The multiple environmental levels of analysis model play a significant role in psychology. The model offers a robust framework for identifying critical issues about a health condition at various levels. The primary objective of developing the model was to assist in the clarification of possible concerns and facilitate the development of interventional approaches at the community level. The model consists of five distinct but interrelated levels of analysis namely individuals, microsystems, organizations, localities, and macro-systems. A practical application of these levels of analysis requires a more in-depth understanding of the main contextual factors or issues examined in the topic.
In an article by Harris et al. (2017) reporting on workplace social support available to veterans with posttraumatic stress disorder, an array of social and workplace issues was open to interpretation. One of the issues identified in the article was that low workplace social support results in job dissatisfaction among veterans. It was found that veterans who received social support in the workplace registered higher job satisfaction compared to those who did not receive workplace social support. The veterans reported having access to task support and effective communication in the workplace, thereby validating the importance of communication and task support.

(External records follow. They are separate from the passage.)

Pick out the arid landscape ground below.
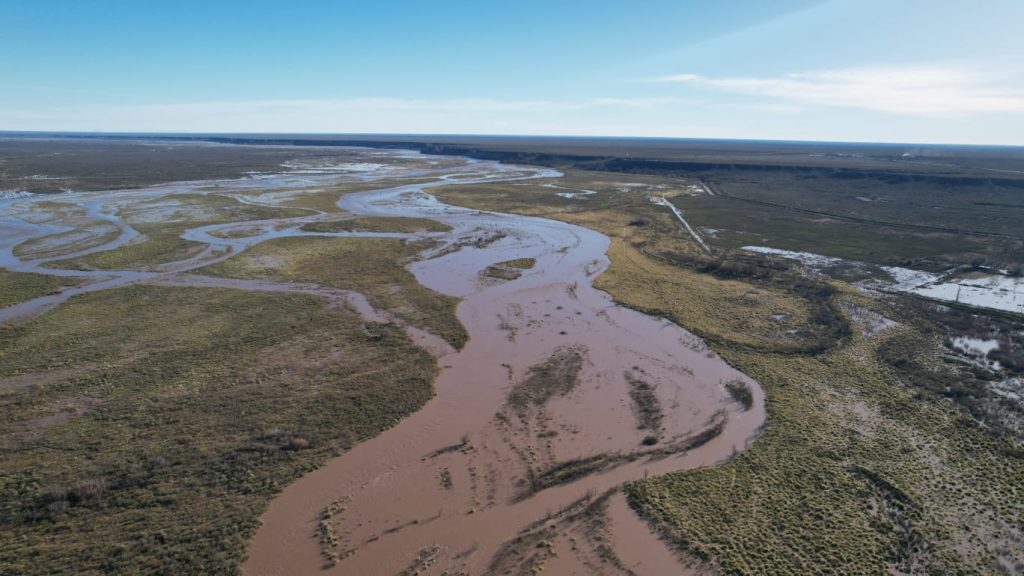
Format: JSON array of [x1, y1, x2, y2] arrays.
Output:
[[0, 134, 1024, 575]]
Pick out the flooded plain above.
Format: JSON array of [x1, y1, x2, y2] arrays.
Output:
[[0, 151, 765, 575]]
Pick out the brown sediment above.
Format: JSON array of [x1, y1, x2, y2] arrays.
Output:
[[244, 154, 764, 575], [0, 150, 764, 575]]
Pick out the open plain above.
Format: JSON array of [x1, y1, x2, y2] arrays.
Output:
[[0, 136, 1024, 574]]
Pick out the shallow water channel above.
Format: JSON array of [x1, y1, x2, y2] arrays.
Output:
[[0, 151, 765, 575]]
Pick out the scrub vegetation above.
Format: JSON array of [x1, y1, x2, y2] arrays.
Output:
[[440, 165, 1024, 574], [302, 216, 452, 234], [200, 237, 469, 349], [0, 269, 80, 307], [0, 286, 436, 574], [52, 194, 309, 270]]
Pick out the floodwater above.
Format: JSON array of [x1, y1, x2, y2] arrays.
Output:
[[0, 151, 765, 575]]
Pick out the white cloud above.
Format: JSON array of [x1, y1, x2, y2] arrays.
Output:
[[658, 66, 1024, 117], [0, 97, 682, 133]]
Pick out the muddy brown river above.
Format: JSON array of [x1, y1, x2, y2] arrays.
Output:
[[0, 151, 765, 575]]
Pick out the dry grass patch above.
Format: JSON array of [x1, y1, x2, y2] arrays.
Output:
[[201, 238, 469, 348], [0, 286, 436, 575]]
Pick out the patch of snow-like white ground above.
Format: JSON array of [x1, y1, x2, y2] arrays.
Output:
[[740, 246, 843, 266], [952, 336, 1002, 371], [0, 190, 35, 200], [912, 275, 1024, 313], [742, 246, 1024, 314], [953, 336, 999, 356]]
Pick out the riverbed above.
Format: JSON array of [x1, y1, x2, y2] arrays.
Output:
[[0, 151, 765, 575]]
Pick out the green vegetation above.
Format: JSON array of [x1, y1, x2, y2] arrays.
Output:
[[0, 269, 79, 307], [53, 194, 308, 270], [481, 258, 537, 280], [13, 220, 121, 260], [0, 286, 436, 574], [201, 238, 469, 348], [302, 216, 452, 234], [443, 168, 1024, 574], [508, 346, 584, 418], [626, 374, 665, 434]]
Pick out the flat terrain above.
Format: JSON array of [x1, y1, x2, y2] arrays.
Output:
[[438, 163, 1024, 574], [0, 135, 1024, 574], [0, 286, 435, 574]]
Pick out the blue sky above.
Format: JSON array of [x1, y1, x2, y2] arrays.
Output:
[[0, 0, 1024, 145]]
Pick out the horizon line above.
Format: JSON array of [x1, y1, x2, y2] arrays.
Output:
[[0, 129, 1024, 149]]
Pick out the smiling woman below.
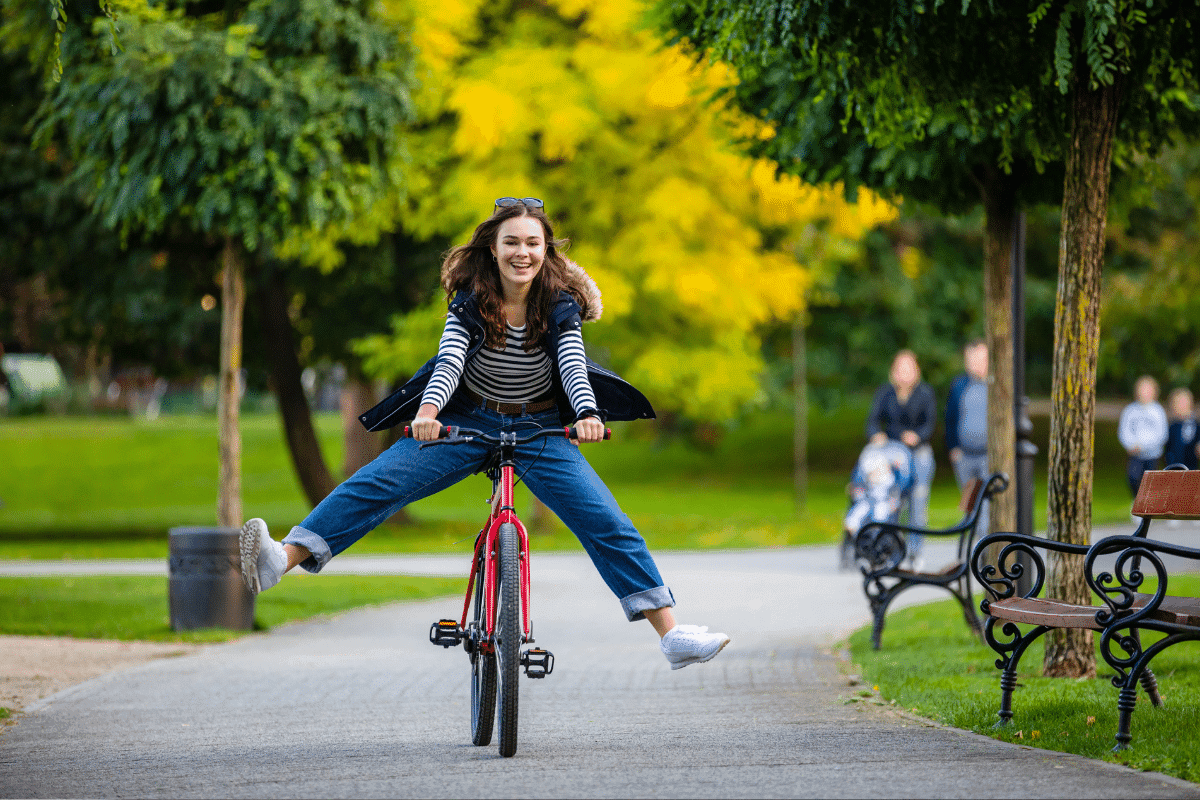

Another issue distinguished in the article is that lack of individual social support systems such as empowerment, community resources, and social-emotional competence lead to job dissatisfaction. It was claimed that veterans who had access to collegial support and career mentoring reported increased job satisfaction with few instances of anxiety (Harris et al., 2017). The findings ascertained that collegial support is a significant predictor of job satisfaction among veterans with PTSD symptoms in the workplace. The abovementioned issues were analyzed because of the multiple ecological analysis levels.
The first ecological level focuses on individuals and the influence of their choices of setting shapes them and vice versa (Kloos et al., 2012). The article demonstrated that individuals who attended career mentoring and coaching sessions improved their job satisfaction than those who failed to turn up for the programs. Along with a similar line, individuals who sought task support were satisfied with their work and stayed longer on the job. The consensus view is that the management may not know the challenges individuals face with a particular task unless they make an effort to seek support because mutual task support may invoke a lot of procedures.
The next level is the microsystem level with which individuals continually engages in direct contact. This level provides individuals with an opportunity to build interpersonal interactions and play social roles and exist as a source of support or burden (Kloos et al.,2012). The perception that veterans with low job satisfaction have severe PTSD symptoms played a microsystem role in empowering the victims. They could seek task support and attend training on social-emotional competence. The organizational level features structural support systems that enable individuals to identify and define themselves. The article mentioned collegial support services available to the veterans.
Additionally, the localities level exists as a combination of organizations and microsystems that are significantly connected to the geographical location. Localities play a pivotal role in considering cultural norms and standards. An example from the article is the clinic that served as a rehabilitation center. The macrosystems level involve importantly large groups of people that exercise direct control by promoting policy and ideologies (Harris et al.,2017). The article has highlighted rehabilitation programs and involvement in hospital management in mentoring and coaching.
Harris, J. I., Strom, T. Q., Ferrier-Auerbach, A. G., Kaler, M. E., Hansen, L. P., & Erbes, C. R. (2017). Workplace social support in job satisfaction among veterans with posttraumatic stress symptoms: A preliminary correlational study. PloS one, 12(8), e0181344.
Kloos, B., Hill, J., Thomas, E., Wandersman, A., & Elias, M. J. (2012). Community psychology: Linking individuals and communities. Cengage Learning.